Roughly put, a classic statistical analysis follows steps such as the following:
- A hypothesis called the null hypothesis is stated. This null hypothesis usually states that the observation is due to randomness.
- The probability (or p-value) of the event under the null hypothesis is then calculated.
- If that probability is below a certain threshold (usually p < 0.05), then the null hypothesis is rejected, which means that the observation is not a random fluke.
p> 0.05 does not imply that the null hypothesis is true. It only means that you cannot reject it, as the probability of the observation happening by chance is not large enough.
This methodology is geared toward explaining and discovering the influencing factors of the phenomenon. The goal here is to establish/build a somewhat static and fully known model that will fit observations as well as possible and, therefore, will be able to predict future patterns, behaviors, and observations.

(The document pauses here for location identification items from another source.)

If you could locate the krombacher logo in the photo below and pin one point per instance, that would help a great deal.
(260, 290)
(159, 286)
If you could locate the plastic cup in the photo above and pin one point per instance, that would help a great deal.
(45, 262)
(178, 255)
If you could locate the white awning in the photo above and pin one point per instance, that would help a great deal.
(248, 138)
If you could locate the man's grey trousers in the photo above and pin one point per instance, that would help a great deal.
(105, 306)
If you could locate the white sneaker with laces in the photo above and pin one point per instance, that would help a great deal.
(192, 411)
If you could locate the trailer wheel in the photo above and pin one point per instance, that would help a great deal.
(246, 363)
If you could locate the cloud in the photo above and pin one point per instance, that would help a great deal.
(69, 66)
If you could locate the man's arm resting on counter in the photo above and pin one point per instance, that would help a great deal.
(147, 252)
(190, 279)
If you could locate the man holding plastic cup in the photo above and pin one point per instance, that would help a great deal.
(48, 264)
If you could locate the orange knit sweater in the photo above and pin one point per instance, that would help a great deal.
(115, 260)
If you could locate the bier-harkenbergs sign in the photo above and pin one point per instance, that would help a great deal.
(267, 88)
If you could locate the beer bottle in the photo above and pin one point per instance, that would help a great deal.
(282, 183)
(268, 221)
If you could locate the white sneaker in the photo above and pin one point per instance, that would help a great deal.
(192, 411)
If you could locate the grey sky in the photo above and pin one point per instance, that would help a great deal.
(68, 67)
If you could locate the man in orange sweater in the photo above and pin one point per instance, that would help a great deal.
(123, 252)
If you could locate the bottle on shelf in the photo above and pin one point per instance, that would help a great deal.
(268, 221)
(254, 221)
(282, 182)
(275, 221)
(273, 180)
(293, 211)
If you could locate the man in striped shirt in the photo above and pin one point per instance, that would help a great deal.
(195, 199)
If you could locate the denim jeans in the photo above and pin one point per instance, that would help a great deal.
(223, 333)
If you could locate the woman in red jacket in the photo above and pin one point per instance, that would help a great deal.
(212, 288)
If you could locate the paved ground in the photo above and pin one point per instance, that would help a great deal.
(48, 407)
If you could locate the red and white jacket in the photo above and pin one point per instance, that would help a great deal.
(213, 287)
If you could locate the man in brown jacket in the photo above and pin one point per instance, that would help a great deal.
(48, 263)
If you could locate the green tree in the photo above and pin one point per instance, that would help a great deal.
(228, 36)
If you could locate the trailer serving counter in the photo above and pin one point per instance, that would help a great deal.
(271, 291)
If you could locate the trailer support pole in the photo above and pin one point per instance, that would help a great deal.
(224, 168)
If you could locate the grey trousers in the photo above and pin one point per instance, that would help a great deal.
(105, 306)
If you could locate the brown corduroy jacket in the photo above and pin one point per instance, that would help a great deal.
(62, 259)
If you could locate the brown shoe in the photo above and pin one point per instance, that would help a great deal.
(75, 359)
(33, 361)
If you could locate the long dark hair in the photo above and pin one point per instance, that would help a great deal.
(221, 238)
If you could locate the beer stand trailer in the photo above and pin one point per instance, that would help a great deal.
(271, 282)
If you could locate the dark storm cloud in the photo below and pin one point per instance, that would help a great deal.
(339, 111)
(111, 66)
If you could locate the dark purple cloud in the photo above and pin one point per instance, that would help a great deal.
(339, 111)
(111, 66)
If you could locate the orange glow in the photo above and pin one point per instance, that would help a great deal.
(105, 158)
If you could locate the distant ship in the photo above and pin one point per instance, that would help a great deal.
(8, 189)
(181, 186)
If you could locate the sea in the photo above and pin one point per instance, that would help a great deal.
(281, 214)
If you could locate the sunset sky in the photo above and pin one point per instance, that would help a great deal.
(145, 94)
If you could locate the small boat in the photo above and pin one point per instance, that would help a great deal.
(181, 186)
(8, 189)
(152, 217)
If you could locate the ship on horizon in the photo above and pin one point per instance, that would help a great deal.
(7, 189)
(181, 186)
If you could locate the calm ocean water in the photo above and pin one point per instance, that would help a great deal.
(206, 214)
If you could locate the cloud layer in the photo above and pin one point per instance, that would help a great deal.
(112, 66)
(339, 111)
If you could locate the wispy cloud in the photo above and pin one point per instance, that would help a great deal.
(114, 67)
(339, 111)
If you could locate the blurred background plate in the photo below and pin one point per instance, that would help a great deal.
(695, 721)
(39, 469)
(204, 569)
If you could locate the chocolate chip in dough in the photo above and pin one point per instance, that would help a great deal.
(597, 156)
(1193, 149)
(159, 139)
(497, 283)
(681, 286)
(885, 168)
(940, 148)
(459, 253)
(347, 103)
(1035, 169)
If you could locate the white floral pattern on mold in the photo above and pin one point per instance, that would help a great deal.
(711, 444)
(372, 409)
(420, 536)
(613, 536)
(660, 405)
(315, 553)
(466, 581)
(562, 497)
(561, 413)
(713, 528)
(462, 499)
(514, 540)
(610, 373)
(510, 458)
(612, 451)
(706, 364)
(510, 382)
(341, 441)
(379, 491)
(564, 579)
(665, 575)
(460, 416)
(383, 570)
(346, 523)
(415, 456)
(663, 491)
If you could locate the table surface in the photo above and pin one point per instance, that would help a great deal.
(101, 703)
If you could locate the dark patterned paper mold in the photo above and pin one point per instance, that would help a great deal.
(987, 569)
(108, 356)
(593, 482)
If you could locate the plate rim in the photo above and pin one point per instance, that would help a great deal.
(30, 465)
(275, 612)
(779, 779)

In the machine learning approach, in predictive analytics, an explicit representation of the model is not the focus. The goal is to build the best model for the prediction period, and the model builds itself from the observations. The internals of the models are not explicit. This machine learning approach is called a black box model.
By removing the need for explicit modeling of the data, the ML approach has a stronger potential for predictions. ML is focused on making the most accurate predictions possible by minimizing the prediction error of a model at the expense of explainability.